Lawyers representing former President Donald Trump’s eponymous company at a trial in New York on Monday seemingly attempted to mislead jurors during opening statements, prompting the judge presiding over the case to call for a recess.
The Manhattan district attorney’s office has accused the Trump Organization of engaging in tax evasion — providing employees, for example, with fringe benefits and perks (such as buying them cars or paying for their children’s tuition fees) rather than increasing their salaries in order for the company to owe less in taxes.
According to tweets from Vice journalist Greg Walters, who covered the proceedings live, lawyers for the Trump Organization were misleading jurors on what the company had been charged with, leading prosecutors to make several objections during the first phase of the trial. At one point, Judge Juan Merchan, noticing some jurors’ fatigue over the starting-and-stopping of the opening statements from Trump Organization lawyers, called for a 15-minute recess and excused the jury from the room.
The judge “caution[ed] the lawyers in the room not to explain the law (after Trump Org lawyers claimed the case was really only about cheating on personal income taxes),” Walters reported in a tweet.
“I will permit you to say that he acted solely for his benefit, and that’s it,” Walters tweeted, quoting Merchan. “It’s a confusing area of the law, and for them to get confused at this point is not going to help anybody.”
The move was unusual, Walters said.
“I have never seen a judge excuse a jury for 15 minutes in the middle of an opening argument. … Like, multiple sustained objections (3x so far) are one thing, but a lengthy break in the middle is just… weird,” Walters tweeted.

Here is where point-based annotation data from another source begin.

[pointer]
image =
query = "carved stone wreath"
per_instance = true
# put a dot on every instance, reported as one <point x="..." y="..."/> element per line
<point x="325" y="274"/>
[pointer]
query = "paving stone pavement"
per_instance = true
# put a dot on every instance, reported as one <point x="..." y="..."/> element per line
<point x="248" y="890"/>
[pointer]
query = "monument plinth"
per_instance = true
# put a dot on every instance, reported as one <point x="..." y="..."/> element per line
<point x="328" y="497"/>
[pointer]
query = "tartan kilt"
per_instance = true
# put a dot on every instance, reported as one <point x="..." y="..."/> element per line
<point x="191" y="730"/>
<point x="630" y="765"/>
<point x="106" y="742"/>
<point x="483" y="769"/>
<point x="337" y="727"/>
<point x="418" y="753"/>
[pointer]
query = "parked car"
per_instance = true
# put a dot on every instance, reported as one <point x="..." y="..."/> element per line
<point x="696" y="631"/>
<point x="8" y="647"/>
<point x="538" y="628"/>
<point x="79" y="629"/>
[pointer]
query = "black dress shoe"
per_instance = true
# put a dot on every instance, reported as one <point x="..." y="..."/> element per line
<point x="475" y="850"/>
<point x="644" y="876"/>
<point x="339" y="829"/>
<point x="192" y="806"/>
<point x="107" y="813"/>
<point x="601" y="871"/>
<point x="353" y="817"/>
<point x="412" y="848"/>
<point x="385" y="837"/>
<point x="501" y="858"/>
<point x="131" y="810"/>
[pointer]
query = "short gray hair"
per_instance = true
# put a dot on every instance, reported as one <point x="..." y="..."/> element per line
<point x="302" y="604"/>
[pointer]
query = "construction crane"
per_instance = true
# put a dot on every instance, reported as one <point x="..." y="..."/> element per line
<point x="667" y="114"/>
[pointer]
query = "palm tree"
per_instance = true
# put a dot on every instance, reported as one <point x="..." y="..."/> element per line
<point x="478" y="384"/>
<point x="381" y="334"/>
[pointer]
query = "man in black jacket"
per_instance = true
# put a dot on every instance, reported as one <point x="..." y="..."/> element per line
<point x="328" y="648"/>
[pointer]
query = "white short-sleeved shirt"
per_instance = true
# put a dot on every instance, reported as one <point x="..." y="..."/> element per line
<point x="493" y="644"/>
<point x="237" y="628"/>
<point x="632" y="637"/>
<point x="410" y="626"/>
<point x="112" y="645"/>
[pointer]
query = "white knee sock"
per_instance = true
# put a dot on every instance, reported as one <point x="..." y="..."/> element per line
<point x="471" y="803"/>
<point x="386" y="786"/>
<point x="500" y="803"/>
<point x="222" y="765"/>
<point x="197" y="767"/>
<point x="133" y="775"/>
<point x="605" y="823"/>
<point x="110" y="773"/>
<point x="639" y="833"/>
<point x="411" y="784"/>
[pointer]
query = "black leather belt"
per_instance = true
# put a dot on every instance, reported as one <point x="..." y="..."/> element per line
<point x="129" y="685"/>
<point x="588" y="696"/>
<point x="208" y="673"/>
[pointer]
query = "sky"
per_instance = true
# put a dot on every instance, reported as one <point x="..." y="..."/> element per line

“I think it’s fair to say this [is] not an auspicious start for the Trump Org defense,” the journalist added.
The trial on day one also showcased the Trump Organization’s “master plan” for its defense, Walters reported: to blame everything on longtime company chief financial officer Allen Weisselberg, claiming he was the one in charge of giving employees extra benefits in lieu of higher pay. Weisselberg has already pleaded guilty to 15 counts of tax fraud and is expected to testify at the trial sometime later, though he is not considered by prosecutors to be a cooperating witness.
The Trump Organization’s legal argument could work, in theory, but only if the Manhattan district attorney’s office can’t prove that the company was aware that Weisselberg provided those fringe benefits. Notably, Weisselberg reportedly received similar benefits from the company, which is still paying him a $1 million salary.
The trial is set to end in about four weeks. If Trump is found guilty, the Trump Organization would have to pay a fine of around $1 million, and could be restricted from obtaining new loans or engaging in new business deals in the future.